What were the most popular “gifts” mobile consumers received in 2007? Yes, I chastized Apple, but I also need to give them kudos. Although I was a hater, I have to say that the Apple iPhone was truly a great gift. Everyone I know who has one, loves it madly. Doesn’t that say it all? Apple has really set the bar for the competition. I think a series like “Afterworld” was another gift: made simply so it can easily conform to any handset’s requirements, this series is pretty much the “digital crack” that its creator wanted it to be.

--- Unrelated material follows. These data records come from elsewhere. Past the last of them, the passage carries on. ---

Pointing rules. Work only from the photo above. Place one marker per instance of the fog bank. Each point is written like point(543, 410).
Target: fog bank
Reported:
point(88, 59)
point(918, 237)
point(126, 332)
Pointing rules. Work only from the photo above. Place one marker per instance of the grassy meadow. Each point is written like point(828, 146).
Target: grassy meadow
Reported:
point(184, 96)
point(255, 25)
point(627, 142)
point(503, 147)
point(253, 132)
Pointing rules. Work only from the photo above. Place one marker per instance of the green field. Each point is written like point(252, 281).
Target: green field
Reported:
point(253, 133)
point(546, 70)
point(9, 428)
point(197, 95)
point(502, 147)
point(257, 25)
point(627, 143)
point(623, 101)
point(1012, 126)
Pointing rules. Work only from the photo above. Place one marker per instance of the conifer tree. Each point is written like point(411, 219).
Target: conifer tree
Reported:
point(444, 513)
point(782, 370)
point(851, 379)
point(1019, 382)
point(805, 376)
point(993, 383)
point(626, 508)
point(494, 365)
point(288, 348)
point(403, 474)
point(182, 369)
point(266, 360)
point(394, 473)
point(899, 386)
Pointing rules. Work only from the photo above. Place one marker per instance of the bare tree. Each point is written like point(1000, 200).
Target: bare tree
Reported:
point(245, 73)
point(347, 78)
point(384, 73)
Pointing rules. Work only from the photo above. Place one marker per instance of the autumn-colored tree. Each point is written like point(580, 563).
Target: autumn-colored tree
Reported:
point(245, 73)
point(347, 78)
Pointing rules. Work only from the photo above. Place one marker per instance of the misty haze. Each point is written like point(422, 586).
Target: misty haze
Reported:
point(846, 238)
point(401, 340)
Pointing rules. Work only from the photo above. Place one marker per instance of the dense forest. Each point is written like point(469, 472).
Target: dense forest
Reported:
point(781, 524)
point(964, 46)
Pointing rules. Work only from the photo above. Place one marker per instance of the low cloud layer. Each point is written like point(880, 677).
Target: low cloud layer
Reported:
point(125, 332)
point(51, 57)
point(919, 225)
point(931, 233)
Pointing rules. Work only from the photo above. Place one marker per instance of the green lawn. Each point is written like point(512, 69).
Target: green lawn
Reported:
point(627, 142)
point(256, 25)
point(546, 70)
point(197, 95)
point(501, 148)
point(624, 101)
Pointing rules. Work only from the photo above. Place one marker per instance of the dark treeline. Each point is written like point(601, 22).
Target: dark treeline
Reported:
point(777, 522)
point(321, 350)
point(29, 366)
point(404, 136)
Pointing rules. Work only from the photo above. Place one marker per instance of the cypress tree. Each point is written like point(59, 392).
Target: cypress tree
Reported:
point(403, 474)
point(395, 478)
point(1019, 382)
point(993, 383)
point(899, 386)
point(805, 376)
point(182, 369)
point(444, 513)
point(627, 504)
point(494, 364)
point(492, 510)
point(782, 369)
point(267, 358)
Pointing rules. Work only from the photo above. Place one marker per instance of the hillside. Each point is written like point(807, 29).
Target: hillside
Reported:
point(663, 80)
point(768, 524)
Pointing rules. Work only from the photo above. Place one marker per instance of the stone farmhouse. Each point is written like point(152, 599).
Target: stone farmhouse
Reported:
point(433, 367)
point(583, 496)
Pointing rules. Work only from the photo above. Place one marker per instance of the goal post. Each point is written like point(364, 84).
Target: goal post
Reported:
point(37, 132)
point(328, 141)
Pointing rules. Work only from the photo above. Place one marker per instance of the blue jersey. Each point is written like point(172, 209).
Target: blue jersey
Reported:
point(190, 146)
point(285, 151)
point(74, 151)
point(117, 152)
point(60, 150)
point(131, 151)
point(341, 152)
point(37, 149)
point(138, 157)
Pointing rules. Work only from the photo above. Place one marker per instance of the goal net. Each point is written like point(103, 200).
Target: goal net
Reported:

Aside from that, I would say that 2007 was a pretty sad year from the point of view of the consumer, who really got the same not-so-great level of service combined with high prices and a chaotic landscape for content offerings.

What were the newsworthy events of the year? The demise of the Disney MVNO was big news. If Disney—one of the most powerful brands in the world—can’t make an MVNO work, who can? Combined with the demise of Amp’d and ESPN’s MVNO, the Disney disconnect leaves MVNOs in a perilous position at the end of 2007. Google’s Android platform is also exciting. Although now it’s merely an SDK (software developers kit), that’s still exciting to me. SDKs bring brilliant Bulgarian math grad students out of the woodwork. This Open Handset Alliance move is a step in the right direction. Also of interest: I read that recent research shows that college students’ number-one Web destination is….social networks. Not porn, which usually drives any new media platform. Social networking it is, then. Nota bene, mobile content producers.

What’s on your wishlist for 2008? I’d like to see the carriers market their mobile content more aggressively. I’d like to see more handsets competitive with the iPhone. I’d like to see the 700 MHz spectrum auction stir things up in a way that speeds the dismantling of the walled garden. And I’d like to see more definitive research on mobile audiences, which results in more impetus for advertising-sponsored content.

Share your predictions for 2008. It’s going to be an interesting year. Verizon’s bid to create an “open” network is just one salvo in the evolution of the struggle between the closed and open networks. The 700 MHz auction will liven things up, but the carriers will work hard to maintain their position. The consumer will continue to be lost in the shuffle…for now. Although I don’t believe that at least the first half of 2008 will show any mobile TV breakthroughs, by the last quarter of 2008, we may be able to reap some of the benefits of a rocky start to the year.